See pdb_structure for lower-level information about this class, including the PDB file format and the helper classes AminoAcid and Atom.

Parameters
  • amino_acids (list[AminoAcid]) – Amino acids in the PDB structure.

  • unrenumbered_amino_acids (Optional[list[AminoAcid]]) – The amino acids not included in renumbering. None if PDBStructure is not renumbered. Must be None if renumbering_seq is None.

  • renumbering_seq (Optional[str]) – Sequence used to renumber structure. None if PDBStructure is not renumbered.

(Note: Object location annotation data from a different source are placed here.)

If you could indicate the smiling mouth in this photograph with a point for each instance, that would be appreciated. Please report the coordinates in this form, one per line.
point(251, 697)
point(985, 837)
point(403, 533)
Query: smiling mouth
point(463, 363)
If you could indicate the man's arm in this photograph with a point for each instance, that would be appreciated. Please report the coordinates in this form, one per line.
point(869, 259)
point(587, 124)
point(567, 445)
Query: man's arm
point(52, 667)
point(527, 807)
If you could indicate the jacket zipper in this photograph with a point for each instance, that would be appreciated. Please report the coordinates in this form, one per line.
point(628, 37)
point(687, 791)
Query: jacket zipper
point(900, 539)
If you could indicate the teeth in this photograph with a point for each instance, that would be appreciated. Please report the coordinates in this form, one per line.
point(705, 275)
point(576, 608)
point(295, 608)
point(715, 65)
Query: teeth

Must not None if unrenumbered_amino_acids is None.

Attributes
  • amino_acids (list[AminoAcid]) – Residues in the PDB structure. There is no guarantee that the AminoAcid objects are ordered by index.

  • unrenumbered_amino_acids (list[AminoAcid]) – Original amino_acids not included in the renumbering. Present if and only if structure is renumbered.

  • renumbering_seq (str) – Sequence that was used to renumber structure. Present if and only if structure is renumbered.

  • seq (str) – Amino acid sequence of structure, including gaps based on the indices of the amino_acids. Note that this attribute will change if renumbering occurs.

  • contacts (list[tuple[int, int]]) – Indices of contacting residues, where a pair of residues are contacting if the shortest distance between them is less than 4.5 angstroms.

Raises
  • ValueError – During initialization, if input amino_acids have non-unique indicies, unrenumbered_amino_acids is an empty list, renumbering_seq does not match amino_acids, or one but not both of unrenumbered_amino_acids and renumbering_seq is None.

  • AttributeError – If PDBStructure is not renumbered and unrenumbered_amino_acids or renumbering_seq is accessed.

derenumber()

Revert any changes made by the renumber method back to original.

Raises

AttributeError – If PDBStructure is not renumbered.

Return type

None

classmethod from_json(in_json)

Construct from JSON string.

Parameters

in_json (str) – JSON string representing a PDBStructure instance. Usually generated by the to_json method.

Return type

_PDBStructure

Returns

PDBStructure constructed from JSON string.

Example:

>>> from schemarecomb import PDBStructure
>>> from schemarecomb.pdb_structure import AminoAcid
>>>
>>> # Get a PDBStructure from a PDB file.
>>> pdb_fn = 'tests/fixtures/bgl3_full/1GNX.pdb'
>>> pdb1 = PDBStructure.from_pdb_file(pdb_fn)
>>>
>>> # Makes a temporary directory that can be cleaned up later. You
>>> # can ignore this and just use a string for your filename.
>>> tmpdir = getfixture('tmpdir')
>>> json_filename = tmpdir / 'pdb_structure.json'
>>>
>>> # Convert pdb into a JSON string and save it.
>>> json_str = pdb1.to_json()
>>> with open(json_filename, 'w') as f:
...     f.write(json_str)
...
305616
>>> # Load the JSON string and make a new PDBStructure.
>>> with open(json_filename) as f:
...     in_str = f.read()
...
>>> pdb2 = PDBStructure.from_json(in_str)
>>>
>>> # pdb1 and pdb2 are the same.
>>> aas1 = pdb1.amino_acids
>>> aas2 = pdb2.amino_acids
>>> aa_zip = list(zip(aas1, aas2))
>>> all(aa1.name == aa2.name for aa1, aa2 in aa_zip)
True
>>> all(aa1.index == aa2.index for aa1, aa2 in aa_zip)
True
>>> all(len(aa1.atoms) == len(aa2.atoms) for aa1, aa2 in aa_zip)
True
classmethod from_pdb_file(f, chain='A')

Construct from PDB file without renumbering.

Reference the pdb_structure module to see the structure of a PDB file.

Parameters
  • f (Union[str, Path, TextIO]) – Filename of PDB structure file or file-like PDB structure.

  • chain (str) – Chain to include in constructed object.

Return type

_PDBStructure

Returns

PDBStructure initialized from PDB file.

renumber(p0_aligned)

Renumber pdb structure to match a ParentSequences.

Parameters

p0_aligned (str) – Sequence to align to. Usually the first parent from a ParentSequences.

Return type

None

to_json()

Convert structure to JSON string.

See the from_json method for an example.

Return type

str

Returns

JSON string representing the PDBStructure.